The security-conscious Cowboys shunned fans on their arrival Saturday evening at a hotel one newspaper described as a “bunker.” Raider stars, meanwhile, signed autographs and joked with children.
“Which bad boys?” asked a headline in the newspaper Reforma.
The newspaper Milenio called it “a first triumph” for the Raiders, and complained that “the Dallas Cowboys opted to hide and avoid any contact with Mexican people.”
The sports newspaper Ovaciones chided the Cowboys as “divas.”
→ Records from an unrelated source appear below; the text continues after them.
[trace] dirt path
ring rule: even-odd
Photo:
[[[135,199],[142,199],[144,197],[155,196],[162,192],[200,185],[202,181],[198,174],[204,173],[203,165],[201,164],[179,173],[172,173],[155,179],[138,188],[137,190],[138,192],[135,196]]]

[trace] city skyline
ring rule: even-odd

Raider tight end Roland Williams joked with a girl who handed him a Cowboy helmet to sign: “No, no. I’m with the Raiders. I’m one of the good guys.”
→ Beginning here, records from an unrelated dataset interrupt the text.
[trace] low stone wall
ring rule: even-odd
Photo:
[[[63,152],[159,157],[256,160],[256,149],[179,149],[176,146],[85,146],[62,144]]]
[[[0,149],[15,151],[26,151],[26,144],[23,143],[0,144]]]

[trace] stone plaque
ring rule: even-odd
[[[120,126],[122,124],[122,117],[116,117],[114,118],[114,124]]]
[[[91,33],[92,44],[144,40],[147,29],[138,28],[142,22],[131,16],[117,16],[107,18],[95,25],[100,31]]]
With the NFL ready to start using replacement officials in next week’s exhibition finales, Tagliabue reiterated that their union must give some ground in talks that will be renewed tonight.
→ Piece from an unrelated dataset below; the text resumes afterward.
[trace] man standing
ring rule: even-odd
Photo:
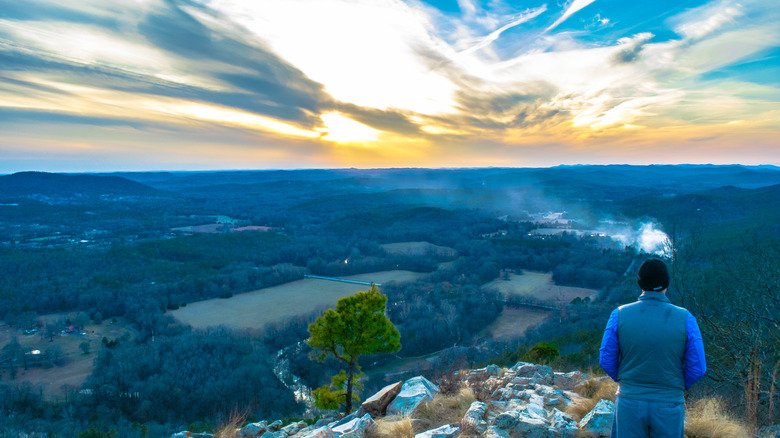
[[[707,365],[696,318],[669,303],[669,272],[659,259],[637,273],[639,300],[612,311],[599,364],[618,382],[613,438],[682,438],[683,391]]]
“Their position until now has been very unyielding,” said Tagliabue, who instead of staying in Mexico for tonight’s game will fly to Dallas to negotiate with Tom Condon, the agent who represents the officials.
“I think it’s very important for them to recognize that they have to make a significant change in their point of view and take seriously the offer I sent out last week to all of the officials.”
The NFL is offering officials a 40% increase immediately and a doubled salary by 2003. Last week, the league hired 106 replacement officials, who were guaranteed $4,000 each for two games whether or not they work.
Condon, who has a reputation for settling player contracts at the last minute, has said all along he believes the dispute will be decided at the last minute.
“I think we can get something done in Dallas,” he said.
The Green Bay Packers waived a dozen players, including Kevin Stemke, who played high school ball in Green Bay and won the Ray Guy Award as the nation’s top college punter at Wisconsin last year.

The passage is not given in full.